Sans le savoir je m’étais installé à moins de 500m d’un groupe de quatre cyclos que j’ai rencontré le lendemain matin et avec qui j’ai ensuite roulé plusieurs jours jusqu’à Osh.
Anne et Ben, un couple franco-belge et Aina et Jordi, un couple espagnol. Pas pressés le matin et prenant leur temps l’après-midi, ils ont été la rencontre parfaite pour ralentir mon rythme quelques peu effréné des jours précédents.160725-pamir_204

Nous avons donc franchi ensemble plusieurs cols au-dessus de 4 000m. Nous avons découvert avec émerveillement les eaux bleues du lac Kara-Kul qui est la conséquence d’un impact de météorite il y a 25 millions d’années.

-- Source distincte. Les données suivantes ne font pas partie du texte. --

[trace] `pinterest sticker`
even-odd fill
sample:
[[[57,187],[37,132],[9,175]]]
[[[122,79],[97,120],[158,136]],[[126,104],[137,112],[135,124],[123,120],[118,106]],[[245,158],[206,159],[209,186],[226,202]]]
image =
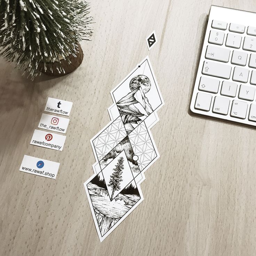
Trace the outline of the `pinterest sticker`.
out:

Nous avons bivouaqué dans des endroits très variés, un ancien caravansérail, une gravière ou encore l’enceinte d’une maison en ruine, mais qui avaient tous un point commun : ils nous abritaient du vent. Ce vent de face qui ne daignait se calmer qu’entre 22h et 10h… Voyager à cinq apporte également un plus en terme de cuisine ! Les classiques pâtes ou riz étaient alors agrémentées de sauces finement concoctées et parfois même d’une salade! Nous nous demandions même parfois comment nous faisions pour si bien manger avec le peu de nourriture disponible dans les rares petits magasins.

Derrière, le Pamir.

Derrière, le Pamir.

Je suis ravi d’avoir pu parcourir cette route mythique, l’une des plus hautes du monde mais je ne peux cependant pas cacher mon regret d’avoir eu si peu de réels contacts humains. La Pamir Highway est une route touristique et les habitants s’adaptent en conséquence. Certaines yourtes sont à quelques mètres de la route et proposent des repas et du thé tels de véritables petits restaurants. On imagine sans mal qu’il y a quelques années elles étaient installées bien plus haut dans la montagne, auprès des troupeaux de vaches, de yaks et de moutons. Les enfants crient des « hello » et des « atcouda ? » (d’où viens-tu?) amicaux mais réclament aussi des cadeaux, des Snikers ou même de l’argent. A refaire, je préfèrerai re-parcourir la Turquie, par exemple, où l’on faisait des rencontres sincères et touchantes.

Les photos parleront mieux que mes mots pour finir de décrire ces paysages malgré tout surprenants, hostiles et impressionnants que j’ai pu parcourir pendant dix jours.

2 commentaires

  1. Eh ben cette étape fut une sacrée aventure pour chacun ! Reposez vous bien pour la suite.